The reckoning comes with the next major release: when the painstakingly cobbled-together workarounds implode during the upgrade, today’s ‘quick fix’ becomes tomorrow’s financial disaster.
The reason: a title as valuable as a chocolate penny
The problem is rarely a lack of talent. It is the lack of authority. A platform owner who isn’t allowed to say ‘no’ is not a decision-maker – he is an extremely expensive waiter taking orders.
ServiceNow is too complex to be shaped by whoever writes the most persistent emails or shouts the loudest in the corridor. Anyone who wants to lead the platform needs ‘organisational muscle’ – not just a thick skin.
The solution: From being driven by circumstances to taking control
A strong Platform Owner, as I prepare them in my coaching sessions, has three superpowers:
- Political backbone: He can stand up to a division head without the latter immediately instigating a palace coup.
- The gift of translation: He hears a vague business complaint and translates it into clean platform standards, rather than butchering the architecture with custom code.

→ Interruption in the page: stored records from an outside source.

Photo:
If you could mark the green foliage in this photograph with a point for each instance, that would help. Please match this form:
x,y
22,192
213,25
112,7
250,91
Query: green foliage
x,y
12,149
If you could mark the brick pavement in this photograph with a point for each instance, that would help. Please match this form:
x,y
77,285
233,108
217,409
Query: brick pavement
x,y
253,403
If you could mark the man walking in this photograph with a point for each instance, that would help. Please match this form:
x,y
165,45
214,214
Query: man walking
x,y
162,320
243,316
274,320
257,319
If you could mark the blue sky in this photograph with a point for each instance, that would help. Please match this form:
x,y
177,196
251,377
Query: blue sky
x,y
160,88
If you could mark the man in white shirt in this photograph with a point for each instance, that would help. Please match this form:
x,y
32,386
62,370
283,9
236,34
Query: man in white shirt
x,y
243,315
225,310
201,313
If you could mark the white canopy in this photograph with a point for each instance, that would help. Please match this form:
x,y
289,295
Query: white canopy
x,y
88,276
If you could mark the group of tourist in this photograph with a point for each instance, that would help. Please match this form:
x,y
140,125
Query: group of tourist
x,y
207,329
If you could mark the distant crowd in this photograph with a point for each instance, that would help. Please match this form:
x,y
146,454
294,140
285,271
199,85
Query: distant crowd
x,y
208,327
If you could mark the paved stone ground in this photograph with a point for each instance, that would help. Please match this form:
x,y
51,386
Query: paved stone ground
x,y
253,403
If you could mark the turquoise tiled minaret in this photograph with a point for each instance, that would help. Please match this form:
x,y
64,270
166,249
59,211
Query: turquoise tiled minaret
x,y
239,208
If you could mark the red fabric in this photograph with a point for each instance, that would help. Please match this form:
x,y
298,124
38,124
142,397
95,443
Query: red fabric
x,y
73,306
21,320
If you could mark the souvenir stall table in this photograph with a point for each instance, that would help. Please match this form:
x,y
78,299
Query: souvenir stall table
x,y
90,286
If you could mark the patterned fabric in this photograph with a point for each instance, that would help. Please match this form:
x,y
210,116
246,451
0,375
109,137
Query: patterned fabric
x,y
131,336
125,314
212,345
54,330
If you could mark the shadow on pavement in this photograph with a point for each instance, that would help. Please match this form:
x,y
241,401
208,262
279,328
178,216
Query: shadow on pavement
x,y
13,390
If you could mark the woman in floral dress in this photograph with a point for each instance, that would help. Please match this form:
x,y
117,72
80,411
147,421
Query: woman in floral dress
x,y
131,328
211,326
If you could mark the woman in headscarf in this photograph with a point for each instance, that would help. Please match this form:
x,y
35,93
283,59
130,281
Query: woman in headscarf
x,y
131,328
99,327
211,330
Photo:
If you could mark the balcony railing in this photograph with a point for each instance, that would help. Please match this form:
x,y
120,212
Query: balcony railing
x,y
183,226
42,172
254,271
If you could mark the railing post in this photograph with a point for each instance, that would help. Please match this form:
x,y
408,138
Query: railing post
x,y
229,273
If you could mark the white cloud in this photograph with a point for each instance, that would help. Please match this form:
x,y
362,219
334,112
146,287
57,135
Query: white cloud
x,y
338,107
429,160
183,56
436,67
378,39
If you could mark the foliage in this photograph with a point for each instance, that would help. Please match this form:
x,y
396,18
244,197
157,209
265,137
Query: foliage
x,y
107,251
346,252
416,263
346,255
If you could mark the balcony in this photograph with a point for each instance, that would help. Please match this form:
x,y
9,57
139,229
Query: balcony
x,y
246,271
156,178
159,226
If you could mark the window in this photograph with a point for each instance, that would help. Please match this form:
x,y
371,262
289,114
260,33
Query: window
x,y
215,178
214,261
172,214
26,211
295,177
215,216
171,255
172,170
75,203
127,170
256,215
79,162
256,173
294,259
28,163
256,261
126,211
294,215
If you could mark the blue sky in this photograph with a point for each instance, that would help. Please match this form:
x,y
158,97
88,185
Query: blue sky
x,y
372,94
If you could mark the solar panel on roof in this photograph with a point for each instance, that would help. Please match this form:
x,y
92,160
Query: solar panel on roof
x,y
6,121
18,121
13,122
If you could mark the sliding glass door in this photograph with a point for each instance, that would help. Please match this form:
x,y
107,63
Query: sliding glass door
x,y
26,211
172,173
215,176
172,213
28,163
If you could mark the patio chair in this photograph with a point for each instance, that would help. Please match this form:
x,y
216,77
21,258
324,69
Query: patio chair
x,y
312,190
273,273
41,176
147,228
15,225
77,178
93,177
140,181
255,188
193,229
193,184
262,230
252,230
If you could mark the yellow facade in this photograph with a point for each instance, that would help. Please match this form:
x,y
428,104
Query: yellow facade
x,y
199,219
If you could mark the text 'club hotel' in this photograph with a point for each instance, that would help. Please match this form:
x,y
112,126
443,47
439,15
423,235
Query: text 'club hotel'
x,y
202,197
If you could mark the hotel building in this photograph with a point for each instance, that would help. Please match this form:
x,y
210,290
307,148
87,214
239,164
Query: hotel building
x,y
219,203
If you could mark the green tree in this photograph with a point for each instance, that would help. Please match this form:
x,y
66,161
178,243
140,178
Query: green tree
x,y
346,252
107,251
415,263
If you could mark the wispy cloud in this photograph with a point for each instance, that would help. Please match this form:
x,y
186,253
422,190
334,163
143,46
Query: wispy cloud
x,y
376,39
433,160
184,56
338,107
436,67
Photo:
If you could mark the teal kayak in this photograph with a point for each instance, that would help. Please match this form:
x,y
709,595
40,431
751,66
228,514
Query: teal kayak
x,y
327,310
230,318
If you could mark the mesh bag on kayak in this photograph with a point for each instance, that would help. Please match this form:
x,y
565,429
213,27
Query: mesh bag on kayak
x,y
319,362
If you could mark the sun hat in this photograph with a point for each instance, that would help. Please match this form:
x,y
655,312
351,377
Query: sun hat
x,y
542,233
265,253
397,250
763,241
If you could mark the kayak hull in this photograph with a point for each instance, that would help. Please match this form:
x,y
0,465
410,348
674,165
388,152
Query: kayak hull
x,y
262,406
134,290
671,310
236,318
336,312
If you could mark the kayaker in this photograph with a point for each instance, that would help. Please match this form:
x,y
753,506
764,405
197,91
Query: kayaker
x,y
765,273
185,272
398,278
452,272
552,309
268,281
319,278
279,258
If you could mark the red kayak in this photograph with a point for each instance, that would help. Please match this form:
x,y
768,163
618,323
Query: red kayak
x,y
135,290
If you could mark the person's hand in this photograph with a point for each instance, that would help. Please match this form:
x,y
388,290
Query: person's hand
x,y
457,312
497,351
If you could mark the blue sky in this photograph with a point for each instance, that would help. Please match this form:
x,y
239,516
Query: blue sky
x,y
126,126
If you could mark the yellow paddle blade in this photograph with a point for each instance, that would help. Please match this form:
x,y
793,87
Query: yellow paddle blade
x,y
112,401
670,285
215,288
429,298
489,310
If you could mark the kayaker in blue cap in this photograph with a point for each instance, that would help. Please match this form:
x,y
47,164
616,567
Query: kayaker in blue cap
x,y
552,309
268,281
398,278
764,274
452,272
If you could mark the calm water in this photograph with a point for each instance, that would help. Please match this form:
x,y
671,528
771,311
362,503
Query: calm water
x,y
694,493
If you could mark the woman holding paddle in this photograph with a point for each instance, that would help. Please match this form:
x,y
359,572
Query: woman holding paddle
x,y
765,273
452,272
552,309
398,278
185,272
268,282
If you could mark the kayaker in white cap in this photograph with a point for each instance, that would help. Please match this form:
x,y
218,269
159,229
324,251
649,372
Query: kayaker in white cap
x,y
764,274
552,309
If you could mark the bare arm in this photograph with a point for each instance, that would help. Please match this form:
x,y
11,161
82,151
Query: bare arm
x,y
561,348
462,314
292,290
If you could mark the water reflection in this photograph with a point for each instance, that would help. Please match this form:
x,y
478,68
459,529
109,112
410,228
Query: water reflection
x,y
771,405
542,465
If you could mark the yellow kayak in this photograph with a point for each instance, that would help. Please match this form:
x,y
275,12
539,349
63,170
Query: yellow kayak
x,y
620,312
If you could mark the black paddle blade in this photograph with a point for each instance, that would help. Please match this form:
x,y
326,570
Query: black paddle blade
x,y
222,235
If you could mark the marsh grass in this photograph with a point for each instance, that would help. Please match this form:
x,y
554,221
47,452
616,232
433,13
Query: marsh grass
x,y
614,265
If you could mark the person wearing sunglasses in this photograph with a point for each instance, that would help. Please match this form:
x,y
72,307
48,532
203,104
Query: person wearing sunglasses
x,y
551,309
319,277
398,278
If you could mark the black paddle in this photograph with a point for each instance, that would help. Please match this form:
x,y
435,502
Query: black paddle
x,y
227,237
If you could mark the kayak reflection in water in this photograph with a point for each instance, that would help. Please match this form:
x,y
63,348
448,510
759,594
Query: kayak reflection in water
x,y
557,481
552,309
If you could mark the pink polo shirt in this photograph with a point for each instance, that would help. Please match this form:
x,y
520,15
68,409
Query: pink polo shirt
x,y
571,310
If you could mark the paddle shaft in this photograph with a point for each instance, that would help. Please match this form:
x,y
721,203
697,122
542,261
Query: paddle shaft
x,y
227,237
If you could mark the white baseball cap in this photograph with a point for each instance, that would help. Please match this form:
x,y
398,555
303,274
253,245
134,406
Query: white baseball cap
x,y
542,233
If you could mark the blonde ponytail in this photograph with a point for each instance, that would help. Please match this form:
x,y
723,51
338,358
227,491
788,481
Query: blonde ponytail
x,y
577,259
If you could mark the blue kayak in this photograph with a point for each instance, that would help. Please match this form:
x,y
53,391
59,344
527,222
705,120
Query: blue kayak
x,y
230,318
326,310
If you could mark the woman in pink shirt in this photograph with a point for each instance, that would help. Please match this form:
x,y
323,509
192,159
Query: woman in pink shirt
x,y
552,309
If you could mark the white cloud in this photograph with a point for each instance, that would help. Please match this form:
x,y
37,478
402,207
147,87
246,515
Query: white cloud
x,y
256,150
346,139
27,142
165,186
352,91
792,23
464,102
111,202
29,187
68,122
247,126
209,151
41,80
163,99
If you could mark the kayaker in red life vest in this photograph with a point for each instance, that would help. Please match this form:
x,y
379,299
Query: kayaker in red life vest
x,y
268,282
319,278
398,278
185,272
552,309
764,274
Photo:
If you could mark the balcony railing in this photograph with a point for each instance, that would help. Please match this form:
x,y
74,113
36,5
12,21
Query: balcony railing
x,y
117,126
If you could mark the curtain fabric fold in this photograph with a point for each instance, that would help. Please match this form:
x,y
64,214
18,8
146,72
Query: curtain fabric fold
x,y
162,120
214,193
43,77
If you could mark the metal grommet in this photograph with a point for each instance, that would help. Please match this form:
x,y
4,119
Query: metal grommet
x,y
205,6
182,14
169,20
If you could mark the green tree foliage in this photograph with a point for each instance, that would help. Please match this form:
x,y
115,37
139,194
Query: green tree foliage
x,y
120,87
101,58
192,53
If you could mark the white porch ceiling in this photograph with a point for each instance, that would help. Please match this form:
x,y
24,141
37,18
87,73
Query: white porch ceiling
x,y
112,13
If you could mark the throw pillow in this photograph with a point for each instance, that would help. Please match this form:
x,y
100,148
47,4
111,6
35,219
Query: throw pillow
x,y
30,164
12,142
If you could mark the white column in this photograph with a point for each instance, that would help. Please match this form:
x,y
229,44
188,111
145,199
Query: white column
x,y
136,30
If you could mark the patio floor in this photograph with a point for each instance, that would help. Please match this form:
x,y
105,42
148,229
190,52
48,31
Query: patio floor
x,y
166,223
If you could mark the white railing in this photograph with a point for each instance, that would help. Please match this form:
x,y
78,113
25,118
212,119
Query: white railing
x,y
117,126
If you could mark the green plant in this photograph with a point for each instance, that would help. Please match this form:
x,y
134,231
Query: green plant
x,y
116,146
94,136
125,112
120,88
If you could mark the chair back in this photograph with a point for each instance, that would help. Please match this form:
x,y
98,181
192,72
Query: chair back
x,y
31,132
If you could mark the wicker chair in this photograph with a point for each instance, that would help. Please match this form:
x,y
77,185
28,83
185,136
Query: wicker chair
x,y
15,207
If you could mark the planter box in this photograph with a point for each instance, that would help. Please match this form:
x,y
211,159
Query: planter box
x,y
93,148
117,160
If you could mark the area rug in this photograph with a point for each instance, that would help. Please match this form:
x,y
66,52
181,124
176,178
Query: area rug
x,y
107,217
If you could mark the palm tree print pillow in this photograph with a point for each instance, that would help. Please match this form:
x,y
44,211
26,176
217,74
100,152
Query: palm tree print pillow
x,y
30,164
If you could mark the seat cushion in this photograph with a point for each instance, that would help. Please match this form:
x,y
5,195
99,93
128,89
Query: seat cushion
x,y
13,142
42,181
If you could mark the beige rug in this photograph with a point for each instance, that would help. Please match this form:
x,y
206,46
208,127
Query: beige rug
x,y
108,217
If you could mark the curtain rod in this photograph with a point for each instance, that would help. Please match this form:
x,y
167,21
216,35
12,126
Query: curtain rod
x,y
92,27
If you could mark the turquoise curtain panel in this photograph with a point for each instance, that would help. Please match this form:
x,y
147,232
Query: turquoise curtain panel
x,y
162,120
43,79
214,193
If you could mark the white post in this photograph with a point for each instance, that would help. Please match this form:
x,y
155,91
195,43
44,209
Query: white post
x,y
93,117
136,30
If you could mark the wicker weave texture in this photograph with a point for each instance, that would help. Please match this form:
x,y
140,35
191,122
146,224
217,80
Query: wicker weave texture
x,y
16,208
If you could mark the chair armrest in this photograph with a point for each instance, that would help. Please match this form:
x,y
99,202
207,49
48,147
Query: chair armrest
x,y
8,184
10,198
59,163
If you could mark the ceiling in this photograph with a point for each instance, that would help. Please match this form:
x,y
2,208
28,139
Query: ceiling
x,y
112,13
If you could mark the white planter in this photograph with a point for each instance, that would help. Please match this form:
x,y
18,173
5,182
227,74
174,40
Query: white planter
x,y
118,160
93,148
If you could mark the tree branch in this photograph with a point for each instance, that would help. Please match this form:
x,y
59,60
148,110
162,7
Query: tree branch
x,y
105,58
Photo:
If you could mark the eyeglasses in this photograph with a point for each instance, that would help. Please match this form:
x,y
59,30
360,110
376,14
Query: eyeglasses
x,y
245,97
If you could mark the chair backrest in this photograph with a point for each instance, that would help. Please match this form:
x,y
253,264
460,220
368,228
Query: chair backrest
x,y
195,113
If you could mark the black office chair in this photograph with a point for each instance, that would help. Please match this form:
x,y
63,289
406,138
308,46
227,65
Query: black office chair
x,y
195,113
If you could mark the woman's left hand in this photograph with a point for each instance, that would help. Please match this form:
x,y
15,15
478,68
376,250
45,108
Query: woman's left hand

- The two-year perspective: He doesn’t think about how to placate the stakeholder for this week, but how the system will still be able to function in two years’ time.
Conclusion: Strategy or wish list?
The role of the platform owner is to drive the digital transformation of the entire organisation – not just to tick items off the IT department’s wish list.
If your platform owner is only there to keep everyone happy, they will fail. They need the power to make real decisions.
The key question is: Is your Platform Owner allowed to steer the ship, or is he merely busy plugging the holes that others are drilling in the hull?